Once I recognized my connection and everything. I'm gonna show you though, doing it locally with Falcon seven b instruct how long it took on average using guidance, which provided pragmatic instruction for chain of thought, allowing it to prompt itself multiple times, allowing it to do system prompts, and basically coaxing the, uh, coaxing the knowledge right out of the model that I don't even know whether or not Falcon trained on biology textbooks, but this is what ended up happening.
Oh, is it gonna, is it gonna play? Ah, shoot. It looks like it's not going to. So, um, I'll just tell you, it took about two seconds to play or to go through all 20 questions, and it ended up getting 17 out of 20 instead of. Seven out of 20. So it increased by by 10, which increased by 50% accuracy and increased in speed, like almost a hundred fold just from using some pragmatic, uh, instruction on the inference side.
It's amazing. This is one of the things that I'm really looking to explode in the next little while. And if you're not using it, you should be. There are other tools like Lang Chain, there are other tools like vector databases that can add even more to this like document retrieval. Amazing. You should be using this stuff.
Um, the last little bit, which I'm really hoping is going to play.
Oh geez. Well, I'm really sorry. This is, this is not playing. I would, I would love to be able to show you these. Basically this is the, I never said I loved you problem. This is getting into the phonetics where, um, I never said I loved you, is a sentence that's impossible to accurately.
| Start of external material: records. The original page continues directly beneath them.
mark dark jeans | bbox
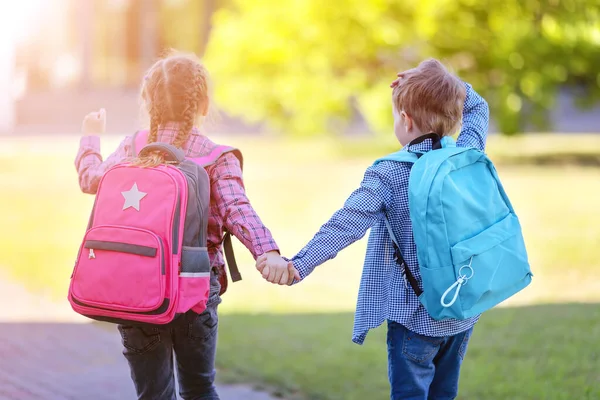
[387,321,473,400]
[118,274,221,400]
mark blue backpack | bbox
[375,134,533,320]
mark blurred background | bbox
[0,0,600,400]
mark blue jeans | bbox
[387,321,473,400]
[118,273,221,400]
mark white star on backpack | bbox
[121,183,148,211]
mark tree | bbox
[206,0,600,134]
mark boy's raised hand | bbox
[256,252,300,286]
[81,108,106,136]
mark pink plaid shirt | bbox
[75,123,279,267]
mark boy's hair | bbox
[392,59,466,136]
[141,50,210,147]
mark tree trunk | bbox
[138,0,159,71]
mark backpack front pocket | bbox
[448,213,532,318]
[72,226,168,314]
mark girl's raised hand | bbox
[81,108,106,136]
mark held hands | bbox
[256,251,300,286]
[81,108,106,136]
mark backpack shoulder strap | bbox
[374,149,419,164]
[188,145,244,282]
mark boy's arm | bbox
[75,136,131,194]
[291,167,392,279]
[456,83,490,151]
[210,153,279,259]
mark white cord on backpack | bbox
[440,257,475,308]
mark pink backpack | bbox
[68,132,241,324]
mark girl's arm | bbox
[210,153,279,259]
[75,136,131,194]
[75,108,131,194]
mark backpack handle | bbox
[139,142,185,164]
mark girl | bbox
[75,53,293,399]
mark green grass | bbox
[0,135,600,400]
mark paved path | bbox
[0,269,282,400]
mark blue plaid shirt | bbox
[292,84,489,344]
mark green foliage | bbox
[207,0,600,134]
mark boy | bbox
[257,60,489,400]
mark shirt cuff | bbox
[282,256,311,285]
[254,239,281,257]
[79,136,100,153]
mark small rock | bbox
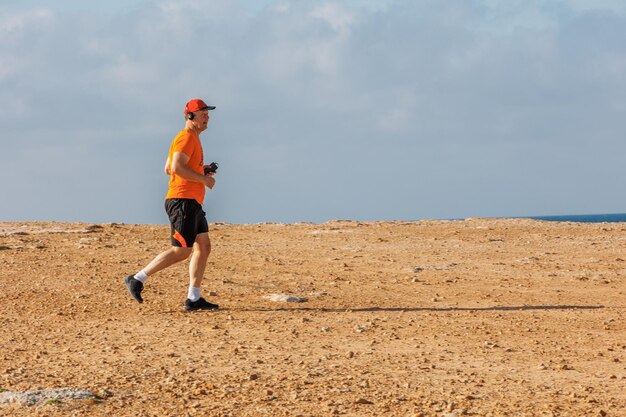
[355,398,374,405]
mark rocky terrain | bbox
[0,219,626,417]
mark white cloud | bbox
[0,0,626,222]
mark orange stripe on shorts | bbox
[172,230,187,248]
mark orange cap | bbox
[185,98,215,116]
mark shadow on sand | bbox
[237,305,606,313]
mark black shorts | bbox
[165,198,209,248]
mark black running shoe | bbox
[185,297,220,311]
[124,275,143,303]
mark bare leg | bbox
[189,233,211,288]
[143,244,195,275]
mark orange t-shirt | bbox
[165,129,205,204]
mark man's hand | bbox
[204,172,215,190]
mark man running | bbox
[124,99,219,311]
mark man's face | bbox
[193,110,209,132]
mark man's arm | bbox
[166,152,215,188]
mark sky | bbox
[0,0,626,224]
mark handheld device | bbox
[204,162,219,175]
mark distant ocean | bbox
[528,213,626,223]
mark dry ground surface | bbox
[0,219,626,417]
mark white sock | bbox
[135,269,149,284]
[187,286,200,302]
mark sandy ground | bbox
[0,219,626,417]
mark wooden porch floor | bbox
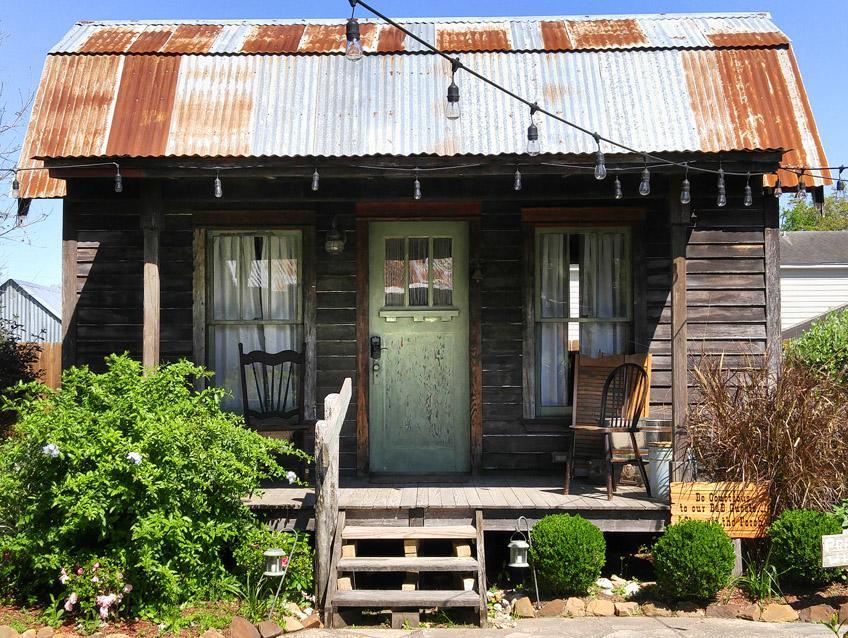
[248,475,668,532]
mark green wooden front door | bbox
[368,222,470,474]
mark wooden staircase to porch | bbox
[324,510,487,629]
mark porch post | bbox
[668,196,692,481]
[141,180,162,372]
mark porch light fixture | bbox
[324,217,346,255]
[742,171,754,208]
[412,168,421,199]
[716,165,727,208]
[527,104,542,157]
[680,164,692,205]
[595,133,607,180]
[445,60,461,120]
[213,173,224,199]
[345,18,362,62]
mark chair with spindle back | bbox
[564,363,651,499]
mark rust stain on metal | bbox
[541,20,574,51]
[242,24,306,53]
[377,25,406,53]
[707,31,789,47]
[566,18,648,49]
[80,27,139,53]
[157,24,224,53]
[299,22,377,53]
[128,29,174,53]
[106,55,181,156]
[436,25,512,51]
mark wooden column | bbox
[668,196,692,481]
[763,196,783,378]
[141,181,162,371]
[62,202,78,370]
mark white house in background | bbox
[780,231,848,338]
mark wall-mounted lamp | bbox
[324,217,345,255]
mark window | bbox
[206,231,303,411]
[535,228,631,415]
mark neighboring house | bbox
[14,13,827,620]
[780,230,848,338]
[0,279,62,342]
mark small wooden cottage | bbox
[14,13,827,624]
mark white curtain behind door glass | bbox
[210,235,301,411]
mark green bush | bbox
[530,514,606,596]
[786,310,848,383]
[768,510,842,586]
[654,521,735,600]
[0,355,303,616]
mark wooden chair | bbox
[563,363,651,499]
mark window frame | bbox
[531,224,635,417]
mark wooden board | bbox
[671,482,770,538]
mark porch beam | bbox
[141,181,162,372]
[668,194,692,481]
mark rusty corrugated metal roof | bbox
[21,14,826,197]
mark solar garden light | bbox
[507,516,539,604]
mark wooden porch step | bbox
[342,525,477,541]
[339,556,484,572]
[333,589,480,608]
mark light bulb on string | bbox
[680,164,692,204]
[212,173,224,199]
[595,133,607,180]
[345,16,362,62]
[527,104,542,157]
[445,60,460,120]
[742,171,754,208]
[716,165,727,208]
[612,175,624,199]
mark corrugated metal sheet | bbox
[0,279,62,342]
[21,14,826,197]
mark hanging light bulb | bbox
[680,164,692,204]
[716,166,727,208]
[595,133,607,180]
[445,60,460,120]
[527,104,542,157]
[742,171,754,207]
[412,169,421,199]
[345,17,362,62]
[639,161,651,197]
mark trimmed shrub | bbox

Um, Uh, I never said I loved you, is a sentence that's impossible to accurately understand through text.
Because you can put emphasis on every single word in order and it will change the entire meaning of the sentence. Uh, compare. I never said I loved you to, I never said I loved you. Right? And that is information that is immediately lost when we reduce it to text. Um, for this, I basically, I, I tried on the left we have two text to speech models, which is, um, no less people using Falcon does not make it faster because Falcon is local.
It's downloadable, so it's just downloading that makes it faster. Just giving you a little, like wrap it up warning. Oh yeah, sure. Well the videos aren't playing, so we're good. Um, tortoise in 11 labs are text to speech, so they are completely reduced to text and I wish that I could show this to you. I wish it was playing, but tortoise, it basically, um, it does it, there's a lot of stuff wrong with it, but it ruins Trump's accent makes him sound like he's from all over and he's speaking French, so it's even worse.
11 Labs has it pretty trumpy, but it's not, it's still very not good. And neither of them capture any of the melody. Neither of them capture any of the phonetic information that gets lost. Uh, S V C is a speech to speech model, so it's only phonetic and it does a pretty good job, but it makes it sound like Trump has a severe cold and that he is French.
Whereas the Phonetic plus model, which this ingests both text in the form of the international phonetic alphabet and the uh, And phonetics, it ingests an actual audio clip as a reference. It sounds really, really fantastic. In fact, I, I posted it on my LinkedIn, so if you wanna, if you want to get a view of what this sounds like, um, you can go there and I'll actually give you this here.
Here are the three QR codes to connect with me. The left one is LinkedIn, the right one is my portfolio site, and the bottom one is my YouTube. Thank you so much. I'd love to connect with you all and talk more about this. All right, Lily. Awesome. Thank you so much, Chris. Yeah. Please join folks in the chat. I feel like they're gonna want links and questions and all that stuff.
Thank you so much. Sure. All right. So long.